On 27 May 2016, the State Hermitage held a Day of Syria, the aim of which was to remind the worldwide public of a cultural tragedy – the barbaric destruction of historical monuments in the Middle East.
From the 26 to 29 May 2016, an exhibition of Syrian and Yemeni antiquities from the stocks of the Hermitage is being held in the Foyer of the Hermitage Theatre. It includes a gravestone and a protective tablet with South Arabian inscriptions from the 7th–5th centuries BC, an inlaid bronze tray created in the 14th century by Egyptian craftsmen to a commission from the Yemeni Rasulid dynasty, silver jewellery and a dagger made by Yemeni craftsmen in the 20th century. The exhibition also features artefacts from Christian and Muslim Syria – icons, silverware, bronzes and ceramics with Christian subjects and glass goblets of the Mameluke era.

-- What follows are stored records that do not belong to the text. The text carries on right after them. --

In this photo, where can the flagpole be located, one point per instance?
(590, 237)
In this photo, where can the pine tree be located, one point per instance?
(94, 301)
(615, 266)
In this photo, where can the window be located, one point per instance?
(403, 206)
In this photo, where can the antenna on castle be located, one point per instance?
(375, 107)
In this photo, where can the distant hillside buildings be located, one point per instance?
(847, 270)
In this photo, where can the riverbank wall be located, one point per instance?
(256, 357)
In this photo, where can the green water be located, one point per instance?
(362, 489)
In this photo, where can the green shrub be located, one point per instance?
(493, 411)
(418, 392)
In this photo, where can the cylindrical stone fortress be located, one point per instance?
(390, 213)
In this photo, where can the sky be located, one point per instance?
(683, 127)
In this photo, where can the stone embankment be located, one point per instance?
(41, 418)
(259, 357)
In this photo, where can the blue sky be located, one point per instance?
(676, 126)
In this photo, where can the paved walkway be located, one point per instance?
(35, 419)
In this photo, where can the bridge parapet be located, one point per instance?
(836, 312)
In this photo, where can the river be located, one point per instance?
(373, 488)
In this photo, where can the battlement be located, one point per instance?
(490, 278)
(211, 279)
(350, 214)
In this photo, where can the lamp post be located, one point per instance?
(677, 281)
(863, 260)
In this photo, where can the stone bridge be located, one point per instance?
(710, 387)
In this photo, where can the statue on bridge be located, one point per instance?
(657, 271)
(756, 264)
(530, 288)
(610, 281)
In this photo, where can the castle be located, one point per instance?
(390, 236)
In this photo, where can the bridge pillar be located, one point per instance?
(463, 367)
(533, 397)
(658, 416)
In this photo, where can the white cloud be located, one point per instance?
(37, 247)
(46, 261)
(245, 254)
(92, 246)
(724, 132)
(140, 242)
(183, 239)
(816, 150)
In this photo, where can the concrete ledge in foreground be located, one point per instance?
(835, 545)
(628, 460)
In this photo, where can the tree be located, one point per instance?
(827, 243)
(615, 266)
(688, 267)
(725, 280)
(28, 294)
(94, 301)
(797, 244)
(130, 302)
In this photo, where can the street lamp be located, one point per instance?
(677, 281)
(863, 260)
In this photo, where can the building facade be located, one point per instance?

The Council Hall of the State Hermitage was the venue for a scholarly meeting devoted to various issues in the study of the culture of Syria. Mikhail Piotrovsky, General Director of the State Hermitage, gave a talk on “The Rapid Advance to Palmyra”; Yury Piatnitsky, senior researcher in the Department of the East, spoke about glazed tiles with Christian subjects from the Hermitage collection; Vladimir Ivanov from the Department of Manuscripts and Documents at the Institute of Oriental Manuscripts Russian Academy of Sciences spoke on the Palmyran researches of Academician Pavel Kokovtsev. The meeting was held in conjunction with the Imperial Orthodox Palestinian Society.
In the evening, a programme “The Day of Syria: In Memory of Lost Monuments” was held in the Hermitage Theatre. Mikhail Piotrovsky, General Director of the State Hermitage, addressed the audience. Talks were then given by Alexander Nikitin and Yury Piatnitsky, both from the State Hermitage’s Department of the East. The evening ended with performance entitled “On the Road to Damascus” by Sergei Kargin, a winner of the Golden Sofit theatre prize. The theatricalized composition was devoted to the Syrian capital that became a symbol of spiritual enlightenment, the overcoming of pagan and phariseean narrow-mindedness and the Christianization of the Hellenistic world. The opposition of the two principles was presented through New Testament texts and the poetry of Mikhail Kuzmin.